The U.S. Financial Enforcement Crimes Network (FinCEN) has released a rulemaking proposal that places identification requirements and amount restrictions for transactions involving self-hosted crypto wallets. CEOs of crypto exchanges and advocacy groups have already criticized the rule, claiming that it would throttle innovation in the nascent industry and place onerous requirements on their businesses.
Self-hosted or unhosted wallets are not provided by a financial institution or crypto service, residing instead on a user's computer or offline. While crypto exchanges are required to verify customer identity and store records for their wallet services under the Banking Secrecy Act (BSA), self-hosted wallets largely function outside the scope of this act. Such wallets are considered the prime conduits for illicit activities and money laundering using cryptocurrencies. According to FinCEN, approximately $119 billion in suspicious activity related to cryptocurrencies was reported last year.
Key Takeaways
- The financial crime watchdog FinCEN's new rulemaking proposal for transactions involving self-hosted wallets requires crypto businesses to identify customers and store records for transactions over a certain amount.
- The proposal also prohibits structuring, or the practice of breaking down a large financial transaction into several smaller ones.
- Critics of the proposal say it infringes on citizens' civil liberties.

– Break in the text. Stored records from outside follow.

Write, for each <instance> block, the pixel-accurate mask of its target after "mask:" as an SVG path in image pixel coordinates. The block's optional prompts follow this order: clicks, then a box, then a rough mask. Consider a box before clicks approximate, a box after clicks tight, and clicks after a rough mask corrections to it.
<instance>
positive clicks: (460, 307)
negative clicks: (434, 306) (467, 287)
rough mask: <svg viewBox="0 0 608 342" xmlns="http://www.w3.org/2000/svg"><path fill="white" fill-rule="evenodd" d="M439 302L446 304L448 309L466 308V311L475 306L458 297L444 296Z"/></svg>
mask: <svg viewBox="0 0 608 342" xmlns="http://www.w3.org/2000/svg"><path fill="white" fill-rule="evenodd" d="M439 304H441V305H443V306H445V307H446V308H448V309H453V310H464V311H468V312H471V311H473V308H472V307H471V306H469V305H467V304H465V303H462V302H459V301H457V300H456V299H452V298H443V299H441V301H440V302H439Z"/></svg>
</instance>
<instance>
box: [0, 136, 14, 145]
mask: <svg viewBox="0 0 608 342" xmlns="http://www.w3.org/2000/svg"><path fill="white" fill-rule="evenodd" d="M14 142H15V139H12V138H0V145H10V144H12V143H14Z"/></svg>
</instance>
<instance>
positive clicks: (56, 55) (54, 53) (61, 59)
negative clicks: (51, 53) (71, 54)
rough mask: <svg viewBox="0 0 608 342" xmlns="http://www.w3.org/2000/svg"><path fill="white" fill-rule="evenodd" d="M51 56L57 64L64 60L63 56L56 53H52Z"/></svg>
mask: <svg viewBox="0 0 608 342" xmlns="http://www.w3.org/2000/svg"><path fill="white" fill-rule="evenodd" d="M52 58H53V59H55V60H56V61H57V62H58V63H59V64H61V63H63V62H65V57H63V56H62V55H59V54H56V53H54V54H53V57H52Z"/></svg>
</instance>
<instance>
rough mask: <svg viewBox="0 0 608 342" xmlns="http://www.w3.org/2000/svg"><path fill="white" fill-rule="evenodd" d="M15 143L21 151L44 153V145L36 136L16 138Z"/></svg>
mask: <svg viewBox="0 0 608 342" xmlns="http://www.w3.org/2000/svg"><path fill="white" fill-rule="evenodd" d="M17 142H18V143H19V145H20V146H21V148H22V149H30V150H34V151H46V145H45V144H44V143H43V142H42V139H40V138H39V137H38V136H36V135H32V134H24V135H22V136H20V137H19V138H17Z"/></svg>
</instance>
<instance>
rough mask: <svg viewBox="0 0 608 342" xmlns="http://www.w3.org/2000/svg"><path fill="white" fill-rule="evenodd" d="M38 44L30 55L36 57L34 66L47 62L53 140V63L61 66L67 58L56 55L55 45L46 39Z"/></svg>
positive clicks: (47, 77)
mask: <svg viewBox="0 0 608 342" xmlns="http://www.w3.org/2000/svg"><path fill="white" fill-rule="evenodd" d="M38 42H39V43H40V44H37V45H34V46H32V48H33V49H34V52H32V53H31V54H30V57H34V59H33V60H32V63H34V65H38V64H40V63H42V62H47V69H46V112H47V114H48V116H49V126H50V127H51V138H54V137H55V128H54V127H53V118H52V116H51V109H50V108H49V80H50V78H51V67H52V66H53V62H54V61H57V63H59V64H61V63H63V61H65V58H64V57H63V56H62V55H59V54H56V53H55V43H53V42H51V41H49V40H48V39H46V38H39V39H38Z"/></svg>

What Are the Rule's Details?
FinCEN's proposed rule would place similar restrictions on self-hosted crypto wallets as those required by BSA. The rule is titled Requirements for Certain Transactions Involving Convertible Virtual Currency or Digital Assets, and it is similar to the so-called Travel Rule implemented by the Financial Action Task Force (FATF). It requires banks and financial institutions to collect user identification information and report details for transactions over certain amounts involving self-hosted wallets.
The rule requires crypto businesses and banks to report customer coordinates and identification to the agency for transactions greater than $10,000 with unhosted wallets. It also requires crypto exchanges and services to store records and customer identification information for transactions that are over $3,000 and less than $10,000 between crypto exchanges and unhosted wallets.
FinCEN has also taken aim at structuring – a tactic used to disguise large cryptocurrency transactions by breaking them down into several small ones between unhosted wallets and crypto exchanges. To prevent this practice, FinCEN is proposing that crypto businesses store records of such transactions and not allow them to exceed $10,000 within a single given day.
A Surveillance State?
Critics of the rule say that it infringes on civil liberties because it disallows anonymous transactions using self-hosted wallets. Marta Belcher, a civil rights activist, raised the specter of a surveillance state in an interview with Coindesk. "There are photos from the Hong Kong protests of long lines at the subway stations as protestors waited to purchase tickets with cash so that their electronic purchases would not place them at the scene of the protest. These photos underscore that a cashless society is a surveillance society; that is why the ability to import the anonymity of cash to the digital world is so important for civil liberties," she told the publication. Others, including Coinbase CEO Brian Armstrong, have already added to growing chorus against it.
To be sure, their fears, at least in the context of the United States, may be unfounded for the time being. In its proposal, the agency stated that, if enacted, the rule would be applicable to wallets not subject to the Banking Secrecy Act (BSA) and located in a foreign jurisdiction. The initial foreign jurisdiction list consists of Burma, Iran, and North Korea, according to the agency.